Deep learning framework ChIANet predicts protein-mediated chromatin architecture across functional contexts
Deep learning framework ChIANet predicts protein-mediated chromatin architecture across functional contexts
Luo, H.; Wen, R.; Tang, L.; Chen, L.; Li, M.
AbstractThe spatial organization of the genome is dynamically shaped by chromatin-binding proteins, yet how protein-mediated three-dimensional (3D) architectures are specified across functional contexts remains incompletely understood. Here we present ChIANet, a multimodal deep learning framework that enables de novo prediction of protein-mediated chromatin contact maps and loops from protein-binding profiles alone, using the reference genome sequence as a prior. By integrating transformer-based long-range modeling with multi-task learning, ChIANet accurately reconstructs protein-mediated 3D chromatin architectures and generalizes across diverse cellular contexts. Systematic application of ChIANet to CTCF, Cohesin and RNAPII across seven human cell types reveals that chromatin architectures follow conserved organizational principles while exhibiting pronounced context-dependent reconfiguration: CTCF- and Cohesin-mediated interactions predominantly support stable structural frameworks, whereas RNAPII-mediated loops display greater variability and are closely coupled to transcriptional programs and regulatory element activity. Functional analyses further uncover distinct regulatory biases and super-enhancer associations among the three proteins.
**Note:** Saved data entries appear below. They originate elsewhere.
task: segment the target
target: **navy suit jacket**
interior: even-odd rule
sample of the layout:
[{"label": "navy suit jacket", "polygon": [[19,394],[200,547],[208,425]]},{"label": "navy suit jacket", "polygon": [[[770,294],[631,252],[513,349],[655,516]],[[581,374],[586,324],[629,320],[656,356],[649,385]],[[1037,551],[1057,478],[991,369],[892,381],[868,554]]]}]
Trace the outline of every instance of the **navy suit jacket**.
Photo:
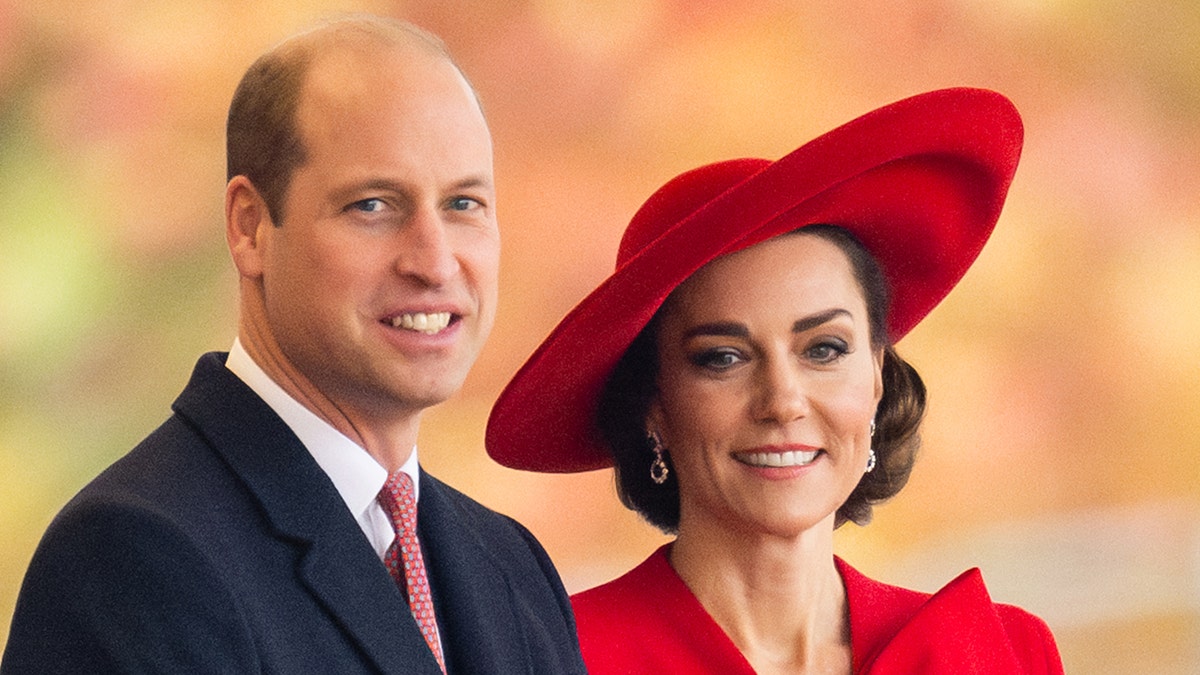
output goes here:
[{"label": "navy suit jacket", "polygon": [[[224,360],[55,518],[0,672],[440,672],[333,483]],[[584,672],[525,528],[424,472],[418,513],[450,673]]]}]

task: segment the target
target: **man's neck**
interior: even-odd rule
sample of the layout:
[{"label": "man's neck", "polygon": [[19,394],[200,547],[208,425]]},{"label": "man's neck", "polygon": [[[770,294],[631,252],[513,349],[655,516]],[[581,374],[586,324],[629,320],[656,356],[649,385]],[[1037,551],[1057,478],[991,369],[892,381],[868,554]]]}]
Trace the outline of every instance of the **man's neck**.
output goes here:
[{"label": "man's neck", "polygon": [[389,473],[408,461],[417,443],[420,411],[385,421],[373,420],[365,413],[351,414],[346,406],[339,406],[283,358],[280,350],[263,348],[255,337],[243,327],[238,344],[249,360],[284,394],[366,450]]}]

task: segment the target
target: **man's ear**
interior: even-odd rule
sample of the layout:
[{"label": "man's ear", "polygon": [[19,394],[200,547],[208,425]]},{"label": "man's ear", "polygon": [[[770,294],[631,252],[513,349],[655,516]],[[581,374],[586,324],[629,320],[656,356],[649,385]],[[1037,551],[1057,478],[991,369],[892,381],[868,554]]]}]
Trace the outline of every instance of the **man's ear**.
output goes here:
[{"label": "man's ear", "polygon": [[234,176],[225,186],[225,240],[238,274],[262,276],[262,236],[275,227],[262,195],[245,176]]}]

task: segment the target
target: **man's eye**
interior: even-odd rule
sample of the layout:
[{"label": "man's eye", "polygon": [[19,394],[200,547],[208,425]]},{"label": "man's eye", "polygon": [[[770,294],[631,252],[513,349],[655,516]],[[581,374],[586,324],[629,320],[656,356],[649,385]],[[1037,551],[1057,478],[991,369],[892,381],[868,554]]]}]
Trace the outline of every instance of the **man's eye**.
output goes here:
[{"label": "man's eye", "polygon": [[350,205],[350,208],[355,211],[363,211],[365,213],[378,213],[382,211],[384,202],[382,199],[360,199]]},{"label": "man's eye", "polygon": [[455,197],[450,200],[449,206],[451,211],[470,211],[479,208],[482,204],[470,197]]}]

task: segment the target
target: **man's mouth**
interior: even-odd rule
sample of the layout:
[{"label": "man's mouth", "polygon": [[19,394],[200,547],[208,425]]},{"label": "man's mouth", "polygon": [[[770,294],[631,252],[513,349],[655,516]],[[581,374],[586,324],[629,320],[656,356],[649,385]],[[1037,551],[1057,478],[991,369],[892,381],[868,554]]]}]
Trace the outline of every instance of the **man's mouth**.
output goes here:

Extending this framework to cancer genomes, ChIANet captures RNAPII-mediated chromatin looping networks associated with extrachromosomal DNA (ecDNA), revealing highly connected, transcription-associated architectures within amplified ecDNA regions across multiple cancer cell types. Together, these results demonstrate that protein-mediated 3D genome organization is not determined by protein identity alone but is flexibly shaped by functional context, regulatory targets and cellular environment, establishing ChIANet as a unified and scalable approach for decoding context-dependent principles of genome folding.